ALLES GANZ LEICHT UND DEM HIMMEL SO NAH
: Frivole Tänze in Weiß und Rot

VON STEPHAN REINHARDT

2011 Wehlener Sonnenuhr Riesling Kabinett, Markus Molitor

Es ist ja nicht so, dass es nichts anderes als Riesling gibt bei den Weißweinen. Ich könnte leicht auch mal über einen Weißburgunder schreiben. Aber Alexander Laibles badischer Grauer Burgunder „SL“ 2011 war ganz schwer in Ordnung, weil unerhört spannungsreich und nachhaltig, ohne dem mit enormem Körpergewicht nachzuhelfen. Silvaner habe ich hier oft genug erwähnt und ich könnte immer weitermachen damit (Rudolf Mays trockenem Kabinett „Wellenkalk“ 2011 aus Franken etwa). Jetzt aber muss es doch wieder ein Riesling sein, denn am Ende sticht er sie eben doch alle aus. Markus Molitors 2011er Wehlener Sonnenuhr Riesling Kabinett ist schlicht einer der genialsten Kabinettwene des Jahrgangs. Gut, zugegeben: er ist süß, hat also nicht allen natürlichen Traubenzucker vergären können, vielmehr: sollen. Denn ein Markus Molitor weiß ja schon bei der Lese, was er mit Most und Wein anstellen will. Da er also nicht trocken gären sollte, sondern sinnlich verspielt, frivol und tänzerisch die Zunge erobern sollte, ist sein Alkoholgehalt bei leichten 7,5 vol.-% Alk. stehen geblieben. Das hat den Vorteil, dass man gleich zwei Flaschen davon trinken kann – und selbst dann ist man nicht betrunken, sondern allenfalls verrückt, entrückt, dem Himmel so nah. Dabei ist das duftige Bukett noch vornehm zurückhaltend, ja beinahe kühl in seiner feinen, schieferwürzigen und floralen Art. Am Gaumen aber folgt dem rassigen Auftakt ein ungemein saftiger und fleischiger Riesling von herrlichster Eleganz und Finesse, der seine Süße allein aus der reifen Traube bezieht. Man darf ihn jetzt schon trinken, kann sich aber auch so viele Flaschen davon kaufen, wie man in den nächsten 20 Jahren trinken möchte. Bei dem Preis (rund 12 Euro) gar keine überzogene Idee. Man bräuchte halt Platz.

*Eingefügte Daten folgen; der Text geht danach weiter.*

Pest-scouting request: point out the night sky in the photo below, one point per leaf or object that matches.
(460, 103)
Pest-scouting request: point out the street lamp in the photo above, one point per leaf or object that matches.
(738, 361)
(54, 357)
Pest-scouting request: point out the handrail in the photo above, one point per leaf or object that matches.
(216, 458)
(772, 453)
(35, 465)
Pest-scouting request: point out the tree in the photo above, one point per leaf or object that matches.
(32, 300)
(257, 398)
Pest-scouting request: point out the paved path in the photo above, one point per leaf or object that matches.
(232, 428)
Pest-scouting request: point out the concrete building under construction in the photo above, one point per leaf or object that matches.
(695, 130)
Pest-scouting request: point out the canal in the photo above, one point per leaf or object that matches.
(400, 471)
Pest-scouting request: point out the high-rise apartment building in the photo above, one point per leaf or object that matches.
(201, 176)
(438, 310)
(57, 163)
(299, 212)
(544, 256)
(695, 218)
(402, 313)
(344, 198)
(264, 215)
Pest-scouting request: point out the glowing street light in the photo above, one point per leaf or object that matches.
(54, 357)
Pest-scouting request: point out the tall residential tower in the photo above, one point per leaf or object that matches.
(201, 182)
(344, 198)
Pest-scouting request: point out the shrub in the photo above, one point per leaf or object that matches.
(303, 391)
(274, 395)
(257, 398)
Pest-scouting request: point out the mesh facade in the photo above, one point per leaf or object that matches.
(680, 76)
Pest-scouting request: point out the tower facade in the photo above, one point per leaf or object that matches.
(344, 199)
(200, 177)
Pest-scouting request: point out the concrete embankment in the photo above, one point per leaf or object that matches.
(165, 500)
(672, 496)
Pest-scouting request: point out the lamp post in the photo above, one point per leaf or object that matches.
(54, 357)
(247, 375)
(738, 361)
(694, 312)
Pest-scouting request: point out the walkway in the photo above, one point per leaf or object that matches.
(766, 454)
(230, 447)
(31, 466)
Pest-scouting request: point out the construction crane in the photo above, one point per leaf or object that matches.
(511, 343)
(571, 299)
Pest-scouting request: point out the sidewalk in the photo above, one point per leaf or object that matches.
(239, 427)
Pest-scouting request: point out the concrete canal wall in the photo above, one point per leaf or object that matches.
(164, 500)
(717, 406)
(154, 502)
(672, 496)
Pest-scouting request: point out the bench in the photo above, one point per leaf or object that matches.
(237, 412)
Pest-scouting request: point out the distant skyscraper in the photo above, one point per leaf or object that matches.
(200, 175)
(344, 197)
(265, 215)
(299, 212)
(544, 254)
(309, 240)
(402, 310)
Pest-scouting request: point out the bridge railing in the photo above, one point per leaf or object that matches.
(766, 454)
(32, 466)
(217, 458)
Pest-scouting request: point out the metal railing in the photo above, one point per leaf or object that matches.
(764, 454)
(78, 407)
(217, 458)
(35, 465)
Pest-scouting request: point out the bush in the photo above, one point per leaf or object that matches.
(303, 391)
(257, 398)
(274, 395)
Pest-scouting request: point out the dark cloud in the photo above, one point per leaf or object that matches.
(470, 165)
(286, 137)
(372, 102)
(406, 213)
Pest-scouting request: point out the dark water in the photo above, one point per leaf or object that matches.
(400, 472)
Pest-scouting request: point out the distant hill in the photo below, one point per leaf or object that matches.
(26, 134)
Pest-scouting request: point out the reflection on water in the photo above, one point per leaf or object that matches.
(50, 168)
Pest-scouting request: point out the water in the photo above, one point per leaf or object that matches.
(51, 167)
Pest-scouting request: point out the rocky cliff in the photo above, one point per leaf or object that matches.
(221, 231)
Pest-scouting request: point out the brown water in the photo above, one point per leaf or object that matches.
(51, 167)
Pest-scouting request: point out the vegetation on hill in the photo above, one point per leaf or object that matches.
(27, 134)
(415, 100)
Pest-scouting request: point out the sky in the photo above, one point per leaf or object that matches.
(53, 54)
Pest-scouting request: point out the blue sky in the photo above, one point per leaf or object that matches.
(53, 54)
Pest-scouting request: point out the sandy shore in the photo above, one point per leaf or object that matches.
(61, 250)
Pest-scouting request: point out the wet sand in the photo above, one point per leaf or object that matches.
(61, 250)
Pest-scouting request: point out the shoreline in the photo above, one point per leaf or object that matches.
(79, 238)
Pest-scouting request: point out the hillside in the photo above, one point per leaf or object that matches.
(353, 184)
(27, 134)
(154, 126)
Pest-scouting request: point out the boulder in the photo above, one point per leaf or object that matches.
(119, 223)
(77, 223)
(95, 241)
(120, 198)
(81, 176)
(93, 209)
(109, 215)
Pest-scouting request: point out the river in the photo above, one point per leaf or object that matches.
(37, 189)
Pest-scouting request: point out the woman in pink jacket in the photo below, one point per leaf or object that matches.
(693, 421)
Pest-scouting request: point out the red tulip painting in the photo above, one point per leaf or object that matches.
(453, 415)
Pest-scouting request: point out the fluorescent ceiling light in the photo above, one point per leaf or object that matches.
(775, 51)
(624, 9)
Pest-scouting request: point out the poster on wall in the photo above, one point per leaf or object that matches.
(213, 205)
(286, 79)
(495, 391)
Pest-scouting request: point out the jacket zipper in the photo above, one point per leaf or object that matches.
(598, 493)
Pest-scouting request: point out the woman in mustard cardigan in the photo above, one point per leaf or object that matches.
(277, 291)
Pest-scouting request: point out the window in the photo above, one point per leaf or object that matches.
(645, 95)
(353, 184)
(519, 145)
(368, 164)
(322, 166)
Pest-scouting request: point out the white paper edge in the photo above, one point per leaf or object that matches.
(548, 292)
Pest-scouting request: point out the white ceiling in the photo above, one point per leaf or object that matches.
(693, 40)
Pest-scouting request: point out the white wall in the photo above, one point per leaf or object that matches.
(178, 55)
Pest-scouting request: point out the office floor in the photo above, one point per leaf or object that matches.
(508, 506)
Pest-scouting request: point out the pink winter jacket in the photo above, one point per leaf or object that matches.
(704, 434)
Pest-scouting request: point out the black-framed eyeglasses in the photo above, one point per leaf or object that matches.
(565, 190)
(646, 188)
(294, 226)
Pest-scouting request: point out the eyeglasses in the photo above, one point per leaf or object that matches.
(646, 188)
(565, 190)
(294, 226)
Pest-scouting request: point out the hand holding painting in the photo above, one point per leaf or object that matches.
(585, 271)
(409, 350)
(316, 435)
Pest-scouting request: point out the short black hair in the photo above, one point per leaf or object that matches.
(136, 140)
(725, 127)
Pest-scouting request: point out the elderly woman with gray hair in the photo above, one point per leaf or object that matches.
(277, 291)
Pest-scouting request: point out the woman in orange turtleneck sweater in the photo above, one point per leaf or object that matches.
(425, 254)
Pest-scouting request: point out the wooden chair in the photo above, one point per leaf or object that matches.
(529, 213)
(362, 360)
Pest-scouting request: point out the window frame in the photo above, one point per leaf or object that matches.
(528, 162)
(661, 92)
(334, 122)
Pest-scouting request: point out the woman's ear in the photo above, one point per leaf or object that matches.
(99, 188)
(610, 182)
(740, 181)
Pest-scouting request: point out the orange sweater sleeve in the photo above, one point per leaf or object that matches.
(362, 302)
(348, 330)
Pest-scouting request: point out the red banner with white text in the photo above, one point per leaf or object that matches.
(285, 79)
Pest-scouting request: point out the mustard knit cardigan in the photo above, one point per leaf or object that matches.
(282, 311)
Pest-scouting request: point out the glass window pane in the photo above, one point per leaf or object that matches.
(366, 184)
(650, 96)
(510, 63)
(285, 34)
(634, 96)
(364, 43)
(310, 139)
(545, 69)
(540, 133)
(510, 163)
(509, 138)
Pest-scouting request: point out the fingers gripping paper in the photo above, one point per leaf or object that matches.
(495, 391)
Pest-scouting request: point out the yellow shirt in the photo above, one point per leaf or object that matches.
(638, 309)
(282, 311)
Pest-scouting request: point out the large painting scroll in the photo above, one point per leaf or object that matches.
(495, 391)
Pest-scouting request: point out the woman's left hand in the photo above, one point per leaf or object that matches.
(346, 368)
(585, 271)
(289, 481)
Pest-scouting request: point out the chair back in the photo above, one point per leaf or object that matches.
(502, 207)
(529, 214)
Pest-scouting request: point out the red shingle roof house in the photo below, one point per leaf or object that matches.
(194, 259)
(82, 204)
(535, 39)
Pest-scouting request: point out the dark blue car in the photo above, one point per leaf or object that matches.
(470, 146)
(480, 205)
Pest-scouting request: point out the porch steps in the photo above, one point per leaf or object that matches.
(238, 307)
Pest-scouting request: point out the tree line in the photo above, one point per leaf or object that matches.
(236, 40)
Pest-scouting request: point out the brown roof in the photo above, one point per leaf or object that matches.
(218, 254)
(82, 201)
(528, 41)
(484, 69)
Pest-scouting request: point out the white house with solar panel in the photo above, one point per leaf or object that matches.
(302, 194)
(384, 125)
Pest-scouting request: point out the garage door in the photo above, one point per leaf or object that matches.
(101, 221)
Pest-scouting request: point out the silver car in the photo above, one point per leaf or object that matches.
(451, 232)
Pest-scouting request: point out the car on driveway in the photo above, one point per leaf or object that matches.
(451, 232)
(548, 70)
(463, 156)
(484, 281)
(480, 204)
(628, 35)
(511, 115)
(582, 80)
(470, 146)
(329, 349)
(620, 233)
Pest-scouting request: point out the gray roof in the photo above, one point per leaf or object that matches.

Bezug: markusmolitor.com , wo auch Berliner Bezugsquellen genannt werden. Der Wein kommt erst Ende September auf den Markt.

2011 Spätburgunder, Holger Koch

Kommen wir zum Rotwein, der hier nun mal hingehört, auch wenn (noch) Sommer ist, Sie eine Tannin- oder Hystaminallergie zu haben glauben und überhaupt – Rotwein viel zu schwer finden, um den Weißen ersetzen zu dürfen. Doch auch hier gibt es in kühle Seide gewandte Tänzer, die ihre Fruchtaromen gekonnt zu jonglieren verstehen. Holger Kochs Spätburgunder vom südwestlichen Kaiserstuhl gehört dazu. Und obgleich dieser Wein sein preiswertester ist, mag ich ihn am liebsten, denn ich bin ein Zecher und brauche mein Weinglas nicht anzustaunen. Die Farbe des Weins leuchtet animierend dunkel und frisch aus dem Glas und so strahlen auch die präzise gezeichneten dunklen Beeren- und Kirscharomen, die nichts von badischer Überreife oder gar Rosenblättern haben. Das Ganze ist fein gewürzt und zwingt zum ersten Schluck, der an Fruchtfrische und kühler, seidiger Eleganz keine Wünsche offen lässt. So schmeckt ein Wein, wenn er delikat schmeckt. Die Gerbstoffe sind animierend pikant und nie auftragend, was bei dem eher leichten Körpergewicht auch nicht angemessen wäre. Dass dieser biologisch-dynamisch wirtschaftende junge Holger Koch sein Handwerk versteht, beweist er nun schon seit zwölf Jahren, aber kaum eindrucksvoller als mit diesem Einstiegsburgunder für Burgunderfans.

Bezug: www.viniculture.de für 9,30 Euro.